Er schüttelte den Kopf. »Nein, ich möchte keine Slipper und Krawatte tragen. Was ist das Harvard? Eine Art Indoor-Spielcenter?«
»So ähnlich«, scherzte Sophia. »Wie auch immer, wenn ihr einen Moment unterbrechen könntet, ich bin hier, um das falsche Dessert zu holen, das du mit den besonderen Zutaten gemacht hast.«
Lee gestikulierte zu einer großen, blauen Schachtel mit durchsichtigem Deckel, die mit einer noch größeren Schleife auf dem Tresen stand. »Da steht es. Du schuldest mir jede Menge Lob, einen Gefallen, wann immer ich will, Tag oder Nacht und eine ›Du kommst aus dem Gefängnis frei‹-Karte aus dem Haus der Vierzehn.«
»Erstens bist du ziemlich klasse und das ist auch schon alles, was du an Lob bekommen wirst.« Sophia warf einen Blick auf das falsche Dessert. Es sah genauso aus wie ein Cheeseburger mit gebratenen Zwiebeln und knackigem grünen Salat. Dazu gab es perfekt gebratene Pommes frites und sie konnte sogar den Duft der herzhaften Köstlichkeiten riechen. Er erinnerte tatsächlich an einen saftigen Burger.
»Okay, genug geschwärmt.« Lee warf ihr einen tadelnden Blick zu. »Wenn du so weitermachst, wird Cat dir den Hals umdrehen, weil du mich angemacht hast.«
»Zweitens arbeite ich nicht für das Haus der Vierzehn und kann dir keine Immunität bei magischen Gesetzen garantieren, die du brichst.
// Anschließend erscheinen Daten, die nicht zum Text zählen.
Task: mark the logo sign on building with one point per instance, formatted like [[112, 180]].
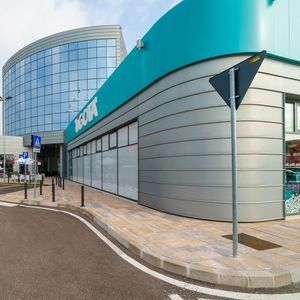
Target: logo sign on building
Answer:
[[245, 72], [36, 143], [87, 116]]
Aber wenn du gegen sterbliche Gesetze verstößt, werde ich wegsehen, solange du dein Bestes tust, um die Details vor mir zu verbergen.«
»Abgemacht!«, bestätigte Lee siegessicher. »Was auch immer du tust, schau nie unter die Eastside Bridge bei Kensington.«
»Warum?« Rudolf hob seine Tasse Tee an, den kleinen Finger würdevoll in die Luft gestreckt.
»Weil ich dort die Leichen vergrabe, obwohl es keine Hinweise darauf gibt, dass sie mir gehören«, belehrte Lee. »Dafür müsste man die Mordwaffen finden, auf denen meine Fingerabdrücke sind, aber ich sage niemandem, wo sie sind.«
»Gut, dann sind wir uns einig.« Sophia klemmte den Behälter mit dem falschen Dessert unter einen Arm, während sie zur Tür ging. Sie dachte daran, ihre Verkleidung wieder anzulegen, bevor sie ging. Als sie die Bäckerei gerade verlassen wollte, sah Sophia in der gegenüberliegenden Ecke einen großen Karton. In schwarzen Buchstaben stand darauf geschrieben: ›Mordwaffen – Finger weg!‹
Sophia stöhnte und tat so, als hätte sie das nicht gesehen. »Oh und was den Gefallen angeht, Lee. Du kannst mich jederzeit anrufen.«
»Danke!«, zwitscherte Lee. »Ich wollte dich gerade fragen …«
»Nun, ich muss los«, unterbrach Sophia sie und flitzte durch die Tür in die Roya Lane hinaus, nachdem sie den beiden kurz zugewinkt hatte.